University of Calgary

Military Museum

June 11, 2009
Joined by Colleen Sharpe and Thomas Hickerson from U of C Library and Cultural Resources, Her Royal Highness The Countess of Wes
Joined by Colleen Sharpe and Thomas Hickerson from U of C Library and Cultural Resources, Her Royal Highness The Countess of Wessex cuts the ribbon to officially open the expanded Military Museums along with the Founders Gallery and the Library and Archives, both operated by the University of Calgary.

Royal visit to celebrate military museum grand opening

On June 6, U of C staff met Sophie, Countess of Wessex, who visited Calgary’s Military Museums for the grand opening of the expanded facility. The museums’ Library and Archives as well as the new Founders Gallery are operated by the University of Calgary Library and Cultural Resources and act as a U of C branch housed at the Military Museums. Now officially open to the public, the expanded library and archives welcomes students of strategic military studies, school groups, researchers and members of the public seeking records of family members who served in the military.

“The cooperation between the university and the Military Museums is an important way to serve the larger Calgary community,” says Thomas Hickerson, vice-provost for Libraries and Cultural Resources and University Librarian. “We draw on the strength of the Military Museums and the university to build a strong archival program. We have an active student program for primary and secondary students, tours of the archives and a library for formal or informal visits.”

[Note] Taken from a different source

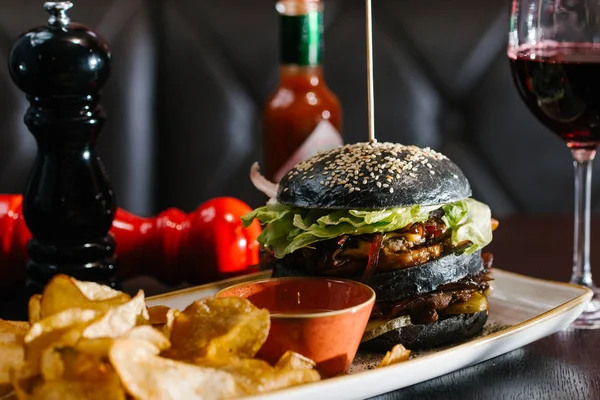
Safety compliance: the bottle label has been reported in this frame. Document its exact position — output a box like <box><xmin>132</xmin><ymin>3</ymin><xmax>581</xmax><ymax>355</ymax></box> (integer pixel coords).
<box><xmin>279</xmin><ymin>11</ymin><xmax>323</xmax><ymax>66</ymax></box>
<box><xmin>274</xmin><ymin>120</ymin><xmax>344</xmax><ymax>182</ymax></box>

With the expansion of space, the library and archives at the Military Museums now holds 20,000 books and has created access to all the electronic resources that are available through the main U of C library. Additionally, it has acquired some unique materials.

“We now have battle maps showing the exact locations of Canadian battles during World War I,” says Hickerson. “One map conveys the entirety of Canadian battle sites, showing how significant battles took place in close proximity to each other. These artifacts are impressive for understanding what went on and are real research resources as well.”

The Military Museums expansion also includes the Founders Gallery, a new art gallery also administered by the U of C Library and Cultural Resources. The premiere exhibit is Art in the Service of War: The Emergent Group of Seven. It features four artists who were commissioned to create an official record of Canada’s participation in World War I and who were later to become part of the Group of Seven. More than 40 artworks by A.Y Jackson, Arthur Lismer, Frank Johnston, and Fred Varley are on loan from the Canadian War Museum in Ottawa and have never before been displayed in Calgary.

“The gallery demonstrates how military artifacts inform art and how art informs military artifacts,” says Colleen Sharpe, Curator for the gallery who was seconded from the Nickle Arts Museum. “In one artwork, A.Y. Jackson painted a gas attack he had watched from a hillside. In front of the piece is a display of gas masks and a text articulating a nurse’s perspective of the same attack. Looking through the case of gas masks onto the painting of the sight gives multiple perspectives of the event.”

The exhibit will be on display in the Founders Gallery at the Military Museums until December 6, 2009.